Jacob Spon, a French doctor and archaeologist, was a pioneer in the exploration of the monuments of Greece and a scholar of international reputation in the developing "Republic of Letters".
Background
He was born in Lyon, France, in 1647. His father was Charles Spon, a doctor and Hellenist, of a wealthy and cultured Calvinist banking family from Ulm that had been established since 1551 at Lyon, where they were members of the bourgeois élite.
Education
Following medical studies at Strasburg, the younger Spon first met the son of a friend of his father, Charles Patin, who introduced him to antiquarian interests and the study of numismatics, then as now a window into the world of Classical Antiquity.
Career
He is famous as a pioneer in the exploration of the monuments of Greece, travelling there in1675-1676with the Englishman (Sir) George Wheler (1650-1723), whose collection of antiquities was afterwards bequeathed to Oxford University.
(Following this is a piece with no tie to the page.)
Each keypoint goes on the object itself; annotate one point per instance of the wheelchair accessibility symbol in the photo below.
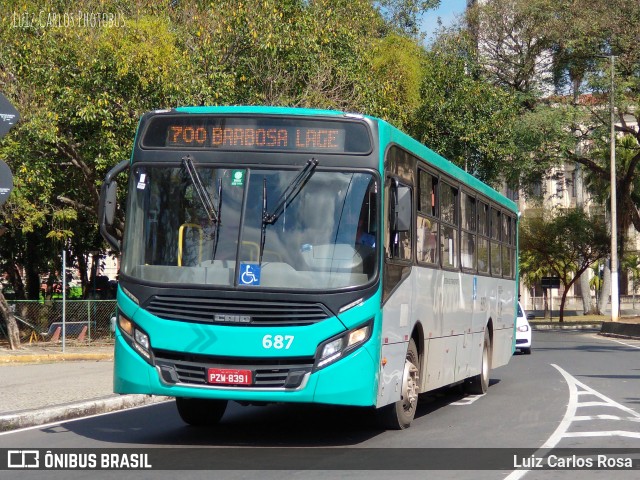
(249, 274)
Spon brought back many valuable treasures, coins, inscriptions and manuscripts, and in later years published various important works on archaeology, notably his Voyage d'Italie, de Dalmatie, de Grece et du Levant (1678), and a Histoire de la republique de Geneve (1680).
The Revocation of the Edict of Nantes, October 1685, was indirectly the cause of Spon's death. Rather than abjure his Calvinist faith he preferred to leave for Zurich, an illegal move. His money and baggage stolen from him, and in fragile health, he died of tuberculosis in the canton hospital at Vevey, Christmas Day 1685, at the age of 38.